Se quebró su voz, no obstante, al escudriñar al orondo cautivo mientras los soldados lo conducían a la avenida donde él aguardaba junto al clérigo. Tenía la tez embadurnada con las inmundicias del pasaje, chorreaba la sangre por un corte abierto en su labio y sus pupilas, también sanguinolentas, le conferían un aspecto salvaje que contrastaba con la vacuidad de su rostro. Además, el legado de antiguas borracheras se marcaba ostensiblemente en sus enrojecidos y embotados pómulos. Perplejo, aturdido, el guerrero caminaba con paso inseguro hacia el lugar donde la muchedumbre, que se había congregado a la vista de los guardias, lo saludaba entre exclamaciones de toda índole.
Tas hundió la cabeza sobre el pecho. ¿Qué estaba haciendo Par-Salian? ¿Había fracasado en su intento de memorizar el hechizo, hasta tal punto que ni siquiera se hallaban ahora en Istar? ¿Se habían perdido? Quizás eran víctimas de una espantosa pesadilla.
—¿Qué ha pasado? —interrogó Denubis al capitán, sacando al kender de su momentáneo ensimismamiento—. ¿Estaba en lo cierto el Ente Oscuro?
—Sí —fue la tajante respuesta—. ¿Acaso ha errado alguna vez en sus apreciaciones?
—¿Quién es la dama? —prosiguió el clérigo.
—Ignoro su identidad, aunque debe pertenecer a tu Orden a juzgar por el Medallón de Paladine que exhibe en su pecho. Está muy maltrecha, incluso afirmaría que ha muerto de no ser por el tenue pálpito que se percibe en su cuello.
—¿Crees que ha sido… que ha sido…? —No pudo pronunciar la palabra, pero no era necesario.
—No lo sé —confesó el oficial—. Lo que es evidente es que la han maltratado y ha sufrido una especie de ataque. Tiene los ojos abiertos, mas no da muestras de ver ni oír nada.
—Debemos llevarla al Templo sin tardanza —ordenó el clérigo con determinación, si bien Tasslehoff detectó un titubeo en su voz.
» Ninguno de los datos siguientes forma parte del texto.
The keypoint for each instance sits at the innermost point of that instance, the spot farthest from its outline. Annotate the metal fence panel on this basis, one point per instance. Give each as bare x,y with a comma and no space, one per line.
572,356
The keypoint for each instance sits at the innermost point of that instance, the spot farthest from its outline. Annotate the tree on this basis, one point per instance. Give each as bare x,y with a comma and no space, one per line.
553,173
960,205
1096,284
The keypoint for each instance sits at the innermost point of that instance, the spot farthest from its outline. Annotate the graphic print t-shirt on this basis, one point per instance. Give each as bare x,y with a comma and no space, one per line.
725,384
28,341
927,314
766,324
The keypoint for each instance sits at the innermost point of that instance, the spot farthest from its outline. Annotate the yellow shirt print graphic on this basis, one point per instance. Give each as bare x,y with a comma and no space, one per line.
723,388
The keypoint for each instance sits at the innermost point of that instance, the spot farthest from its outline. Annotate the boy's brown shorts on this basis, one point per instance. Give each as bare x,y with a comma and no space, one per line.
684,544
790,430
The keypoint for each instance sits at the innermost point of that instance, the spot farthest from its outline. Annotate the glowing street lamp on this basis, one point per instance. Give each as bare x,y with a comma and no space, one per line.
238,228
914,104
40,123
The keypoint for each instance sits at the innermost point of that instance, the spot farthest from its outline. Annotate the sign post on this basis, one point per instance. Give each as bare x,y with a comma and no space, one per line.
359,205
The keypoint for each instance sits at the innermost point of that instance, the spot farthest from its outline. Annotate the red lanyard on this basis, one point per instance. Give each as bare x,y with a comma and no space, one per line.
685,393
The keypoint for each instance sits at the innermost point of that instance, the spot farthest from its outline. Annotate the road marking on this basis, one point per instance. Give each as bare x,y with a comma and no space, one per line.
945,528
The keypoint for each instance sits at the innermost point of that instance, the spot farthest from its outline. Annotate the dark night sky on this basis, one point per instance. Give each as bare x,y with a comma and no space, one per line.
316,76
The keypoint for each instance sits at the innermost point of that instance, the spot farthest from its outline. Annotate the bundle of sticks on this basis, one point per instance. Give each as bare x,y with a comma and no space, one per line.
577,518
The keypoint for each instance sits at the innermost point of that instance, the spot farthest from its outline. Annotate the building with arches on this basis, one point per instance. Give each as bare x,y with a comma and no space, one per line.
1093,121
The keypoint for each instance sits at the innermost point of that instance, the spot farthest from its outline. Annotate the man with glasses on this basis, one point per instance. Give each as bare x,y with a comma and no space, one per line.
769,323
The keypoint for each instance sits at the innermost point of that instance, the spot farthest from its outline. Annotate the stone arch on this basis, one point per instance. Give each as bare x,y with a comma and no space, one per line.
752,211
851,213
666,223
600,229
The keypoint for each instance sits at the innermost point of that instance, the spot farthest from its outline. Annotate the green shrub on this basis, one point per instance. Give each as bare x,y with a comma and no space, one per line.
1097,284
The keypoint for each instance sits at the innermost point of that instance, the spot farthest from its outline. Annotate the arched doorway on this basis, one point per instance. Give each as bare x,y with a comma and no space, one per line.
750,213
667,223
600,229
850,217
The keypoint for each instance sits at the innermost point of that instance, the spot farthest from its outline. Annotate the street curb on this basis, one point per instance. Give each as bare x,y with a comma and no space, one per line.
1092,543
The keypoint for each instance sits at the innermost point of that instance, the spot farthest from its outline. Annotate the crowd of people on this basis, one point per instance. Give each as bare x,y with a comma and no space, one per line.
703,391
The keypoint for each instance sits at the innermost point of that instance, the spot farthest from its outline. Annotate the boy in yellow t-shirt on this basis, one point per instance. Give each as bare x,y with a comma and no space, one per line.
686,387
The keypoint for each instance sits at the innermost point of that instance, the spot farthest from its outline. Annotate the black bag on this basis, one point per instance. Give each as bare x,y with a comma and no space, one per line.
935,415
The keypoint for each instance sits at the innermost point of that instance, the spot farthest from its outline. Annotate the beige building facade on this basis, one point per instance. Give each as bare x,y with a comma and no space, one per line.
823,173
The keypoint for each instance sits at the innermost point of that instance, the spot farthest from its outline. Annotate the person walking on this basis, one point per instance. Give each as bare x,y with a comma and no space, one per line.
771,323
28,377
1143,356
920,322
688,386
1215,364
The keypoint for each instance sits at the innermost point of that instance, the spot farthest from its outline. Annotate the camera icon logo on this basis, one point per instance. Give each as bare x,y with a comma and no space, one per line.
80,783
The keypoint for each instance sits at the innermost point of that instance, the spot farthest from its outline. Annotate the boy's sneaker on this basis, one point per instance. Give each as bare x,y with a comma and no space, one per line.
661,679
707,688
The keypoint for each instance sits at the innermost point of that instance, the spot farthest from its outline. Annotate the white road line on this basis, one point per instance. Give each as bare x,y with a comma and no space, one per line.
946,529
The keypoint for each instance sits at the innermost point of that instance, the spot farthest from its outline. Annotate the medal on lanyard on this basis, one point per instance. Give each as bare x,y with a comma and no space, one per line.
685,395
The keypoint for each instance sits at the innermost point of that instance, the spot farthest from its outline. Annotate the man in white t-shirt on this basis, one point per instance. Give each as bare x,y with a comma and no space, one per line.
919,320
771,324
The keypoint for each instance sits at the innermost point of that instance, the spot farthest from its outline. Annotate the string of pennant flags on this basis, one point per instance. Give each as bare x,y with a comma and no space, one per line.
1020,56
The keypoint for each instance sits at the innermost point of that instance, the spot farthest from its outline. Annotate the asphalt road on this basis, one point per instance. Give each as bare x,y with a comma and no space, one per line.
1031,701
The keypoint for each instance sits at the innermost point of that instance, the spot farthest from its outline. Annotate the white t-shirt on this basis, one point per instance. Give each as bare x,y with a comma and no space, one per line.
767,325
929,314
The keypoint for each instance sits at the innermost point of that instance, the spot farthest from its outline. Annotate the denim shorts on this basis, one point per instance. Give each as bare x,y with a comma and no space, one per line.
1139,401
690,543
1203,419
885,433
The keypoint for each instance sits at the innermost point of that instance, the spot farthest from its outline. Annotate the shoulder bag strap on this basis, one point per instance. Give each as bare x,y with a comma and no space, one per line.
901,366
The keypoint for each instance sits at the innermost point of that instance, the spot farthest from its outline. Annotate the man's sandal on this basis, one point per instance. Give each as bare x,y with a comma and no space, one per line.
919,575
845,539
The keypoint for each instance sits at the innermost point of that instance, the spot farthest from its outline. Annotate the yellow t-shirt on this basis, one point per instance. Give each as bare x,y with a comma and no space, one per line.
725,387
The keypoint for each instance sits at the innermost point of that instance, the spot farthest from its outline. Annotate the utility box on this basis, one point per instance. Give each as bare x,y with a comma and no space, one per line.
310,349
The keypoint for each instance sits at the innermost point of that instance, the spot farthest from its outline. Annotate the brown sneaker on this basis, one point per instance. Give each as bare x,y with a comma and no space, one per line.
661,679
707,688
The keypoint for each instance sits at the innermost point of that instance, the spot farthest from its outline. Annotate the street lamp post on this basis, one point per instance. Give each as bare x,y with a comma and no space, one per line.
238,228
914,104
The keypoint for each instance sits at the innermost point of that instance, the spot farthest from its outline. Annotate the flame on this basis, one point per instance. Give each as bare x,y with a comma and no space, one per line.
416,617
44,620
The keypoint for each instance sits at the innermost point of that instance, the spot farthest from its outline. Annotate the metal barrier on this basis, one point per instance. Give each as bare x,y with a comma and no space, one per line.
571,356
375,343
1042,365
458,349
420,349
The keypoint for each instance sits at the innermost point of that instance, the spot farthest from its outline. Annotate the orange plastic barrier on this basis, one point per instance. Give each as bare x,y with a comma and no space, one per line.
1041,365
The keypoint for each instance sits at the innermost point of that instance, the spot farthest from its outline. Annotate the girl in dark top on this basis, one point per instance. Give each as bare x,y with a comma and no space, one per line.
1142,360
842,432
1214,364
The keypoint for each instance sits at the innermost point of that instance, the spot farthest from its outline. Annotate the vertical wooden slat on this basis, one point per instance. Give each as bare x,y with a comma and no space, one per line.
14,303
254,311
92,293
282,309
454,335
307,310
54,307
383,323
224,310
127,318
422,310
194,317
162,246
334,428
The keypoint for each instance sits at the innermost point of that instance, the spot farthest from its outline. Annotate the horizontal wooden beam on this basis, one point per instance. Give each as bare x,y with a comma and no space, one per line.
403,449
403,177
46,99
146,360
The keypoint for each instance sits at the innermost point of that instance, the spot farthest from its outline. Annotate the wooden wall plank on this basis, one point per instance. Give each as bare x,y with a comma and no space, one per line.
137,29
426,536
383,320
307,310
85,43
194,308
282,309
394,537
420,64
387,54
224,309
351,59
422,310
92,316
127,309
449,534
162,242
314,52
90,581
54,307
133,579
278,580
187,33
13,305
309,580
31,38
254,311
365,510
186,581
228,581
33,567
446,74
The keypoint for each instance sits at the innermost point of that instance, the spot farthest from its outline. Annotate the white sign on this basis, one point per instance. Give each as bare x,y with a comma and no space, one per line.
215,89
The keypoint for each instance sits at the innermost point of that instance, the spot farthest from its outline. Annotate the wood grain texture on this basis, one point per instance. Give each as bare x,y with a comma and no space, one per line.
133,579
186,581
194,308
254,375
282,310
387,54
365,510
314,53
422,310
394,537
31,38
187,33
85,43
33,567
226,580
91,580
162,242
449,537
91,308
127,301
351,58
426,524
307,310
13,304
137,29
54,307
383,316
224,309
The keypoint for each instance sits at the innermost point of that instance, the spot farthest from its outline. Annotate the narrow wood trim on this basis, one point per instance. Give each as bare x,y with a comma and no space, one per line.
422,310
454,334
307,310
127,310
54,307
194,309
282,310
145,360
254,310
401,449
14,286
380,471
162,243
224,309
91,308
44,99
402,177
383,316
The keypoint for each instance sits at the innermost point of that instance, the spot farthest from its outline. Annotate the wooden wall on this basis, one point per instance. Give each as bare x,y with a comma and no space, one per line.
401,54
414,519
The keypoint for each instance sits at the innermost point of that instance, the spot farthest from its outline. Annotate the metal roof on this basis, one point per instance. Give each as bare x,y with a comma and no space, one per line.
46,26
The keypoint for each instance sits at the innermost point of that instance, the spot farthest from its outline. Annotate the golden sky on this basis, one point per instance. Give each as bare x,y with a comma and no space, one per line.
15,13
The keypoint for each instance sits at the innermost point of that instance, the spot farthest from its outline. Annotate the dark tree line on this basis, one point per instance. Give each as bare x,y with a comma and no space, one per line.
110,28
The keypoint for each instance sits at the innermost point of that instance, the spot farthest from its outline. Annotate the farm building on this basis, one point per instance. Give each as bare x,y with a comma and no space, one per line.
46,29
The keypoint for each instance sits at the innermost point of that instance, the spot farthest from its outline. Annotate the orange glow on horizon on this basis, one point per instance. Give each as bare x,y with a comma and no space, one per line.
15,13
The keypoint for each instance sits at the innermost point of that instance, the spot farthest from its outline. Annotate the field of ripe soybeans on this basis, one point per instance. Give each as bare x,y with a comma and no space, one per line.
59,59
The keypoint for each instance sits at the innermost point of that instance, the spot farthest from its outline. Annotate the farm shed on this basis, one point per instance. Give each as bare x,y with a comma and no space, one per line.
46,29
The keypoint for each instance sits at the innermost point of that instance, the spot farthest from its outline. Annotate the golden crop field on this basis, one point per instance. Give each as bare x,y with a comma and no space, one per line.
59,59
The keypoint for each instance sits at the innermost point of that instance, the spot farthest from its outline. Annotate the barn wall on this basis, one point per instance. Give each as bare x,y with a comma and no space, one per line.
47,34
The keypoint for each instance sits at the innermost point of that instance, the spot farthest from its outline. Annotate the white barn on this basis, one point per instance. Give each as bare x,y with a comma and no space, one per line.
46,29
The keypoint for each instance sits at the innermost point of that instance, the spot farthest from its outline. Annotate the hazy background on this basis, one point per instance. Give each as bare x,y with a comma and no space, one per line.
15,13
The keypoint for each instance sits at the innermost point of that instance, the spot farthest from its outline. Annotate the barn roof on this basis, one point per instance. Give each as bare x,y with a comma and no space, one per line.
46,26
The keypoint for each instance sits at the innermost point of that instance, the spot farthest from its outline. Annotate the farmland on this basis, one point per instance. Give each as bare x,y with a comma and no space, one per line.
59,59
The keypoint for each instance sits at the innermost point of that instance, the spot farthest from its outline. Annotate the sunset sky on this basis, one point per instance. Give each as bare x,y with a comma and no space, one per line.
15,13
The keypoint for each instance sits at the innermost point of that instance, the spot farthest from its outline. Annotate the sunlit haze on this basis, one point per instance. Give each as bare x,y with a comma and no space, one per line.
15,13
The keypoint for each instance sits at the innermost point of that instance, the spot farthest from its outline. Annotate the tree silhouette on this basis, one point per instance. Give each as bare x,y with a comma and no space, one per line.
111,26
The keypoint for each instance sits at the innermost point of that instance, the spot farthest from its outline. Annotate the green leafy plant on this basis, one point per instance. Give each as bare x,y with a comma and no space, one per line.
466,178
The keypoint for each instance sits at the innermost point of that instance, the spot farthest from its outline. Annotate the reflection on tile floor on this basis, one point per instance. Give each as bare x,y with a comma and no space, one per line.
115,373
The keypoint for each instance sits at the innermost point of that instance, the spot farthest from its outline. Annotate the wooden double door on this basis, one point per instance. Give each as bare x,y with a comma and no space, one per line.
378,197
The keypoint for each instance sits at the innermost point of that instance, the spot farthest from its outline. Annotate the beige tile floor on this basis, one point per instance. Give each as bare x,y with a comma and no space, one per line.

Mientras hablaban sus superiores, los soldados se afanaban en dispersar al gentío interponiendo sus lanzas y haciendo retroceder a los curiosos.
—Todo está bajo control —decían—. Moveos, el mercado no tardará en cerrar y es mejor que ultiméis vuestras compras en lugar de quedaros aquí como pasmarotes.